Впрочем, не все вокруг было так уж благостно. Однажды утром шел я в столовую и увидел человек двадцать, толпившихся у помойки рядом с кухней. Здесь постоянно копошились серые тени - доходяги из лазарета ждали очередной порции скудных отбросов. На куче лежал, скрючившись, изможденный старик. На груди у него был обрывок тесемки, а окоченевший кулак сжимал засаленный мешочек. Горло было перерезано. Его товарищ по нарам из больничного барака рассказывал, что в мешочке старик прятал три рубля и несколько монеток. Скудная цена человеческой жизни!.. Ведь можно было и у живого отнять его сокровище. Нет, почему-то предпочли резать. Крови почти не было, да и откуда она в этой серой сморщенной человеческой шкурке. Из-под неприкрытых бумажных век укоризненно косились бесцветные глаза.

VIII

 

Оказалось, что попал я на комбинат к самому концу ракпасского рая. Прослышали большие начальники в Княж Погосте и выше про красивую жизнь для «фашистов» и, разумеется, взыграли святым гневом:

— Не для того мы этих шкур сажали... Этак еще людьми себя вообразят!

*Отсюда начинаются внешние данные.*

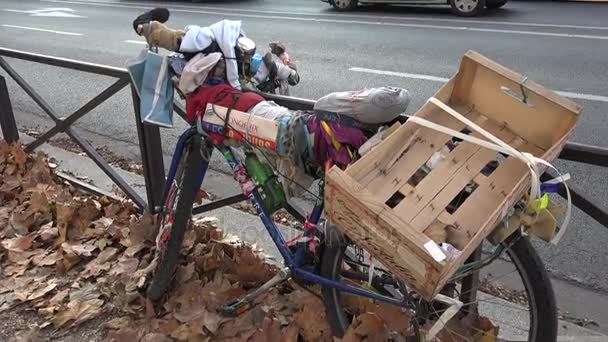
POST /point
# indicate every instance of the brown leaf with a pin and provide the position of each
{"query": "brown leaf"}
(58, 298)
(39, 202)
(70, 258)
(155, 337)
(42, 291)
(118, 323)
(142, 230)
(313, 324)
(18, 244)
(125, 265)
(48, 232)
(126, 334)
(46, 259)
(134, 249)
(86, 293)
(21, 221)
(82, 250)
(185, 273)
(78, 312)
(270, 331)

Снизили звание начальнику комбината, сменили охрану, нагнали уголовников и шпану, трижды присылали инспекторов с проверками. Урки, только прибыв, сразу получили «добро» от новой вохры, стали забирать власть на колонне, отметать для себя посылки и одежку, насиловать женщин, откровенно топтать «контриков», избивать их ногами прямо на лежневке перед вахтой. Кормить стали хуже, ворье не работало, уносило ежедневно наши трудовые пайки из каптерки, со склада, с кухни. Недовольных держали «на ноже».

 

- 148 -

Помню, был мясной день, это значит, к баланде добавлялось по пять граммов жилистых обрезков. Я стоял в очереди у раздаточного окошка, когда, распахнув ногой дверь, вошел, вихляясь, разбитной веснушчатый шестерка с котелками, грохнул ими о прилавок, сказал, приплясывая в ритме фокса:

— Здравствуй, моя Мурка!.. Здравствуй, дорогая! Здорово, гниды! Ух, какие вы тут ряшки отрастили! А ну, кок, кинь для пахана послаще!

Раздатчик положил в его посуду то же, что и всем, только больше. Шестерка тихо и грозно удивился:

— Это ты кому же?

— Тебе.

— А я сказал — пахану.

— Так ничего же другого нет.

— Слушай, я думаю, что пахан может огорчится. Нет, пожалуй, он просто расстроится.

— А что делать? Я же не рожу...

— Вон как?.. Ну-ка, несообразительный ты мой, выйди на момент, мы с тобой пошепчемся, ты и родишь!

Раздатчик нерешительно откинул крюк с двери, шагнул, тихо ойкнул и схватился за живот. Кровь хлынула в три струи, а между прижатыми пальцами зашевелилось, пульсируя, что-то розовое, желтое, фиолетовое. Раздатчик сказал внятно:

— А ведь ты зарезал меня, гаденыш, — и стал запихивать все это розовое обратно в живот, потом сполз на пол и тихонько завыл.

— Ну, кому тут еще помочь родить? Ах вы, мои невежливые поносники! Кыш от дверей! Разбей понт... - и ушел.

Прибежала пожилая сестра из лазарета, наклонилась, зажала рот руками, повернулась к двери, ее вырвало. Стало еще тише. И все...

...Так пахан лишился котелка жилистых обрезков, а раздатчик — жизни.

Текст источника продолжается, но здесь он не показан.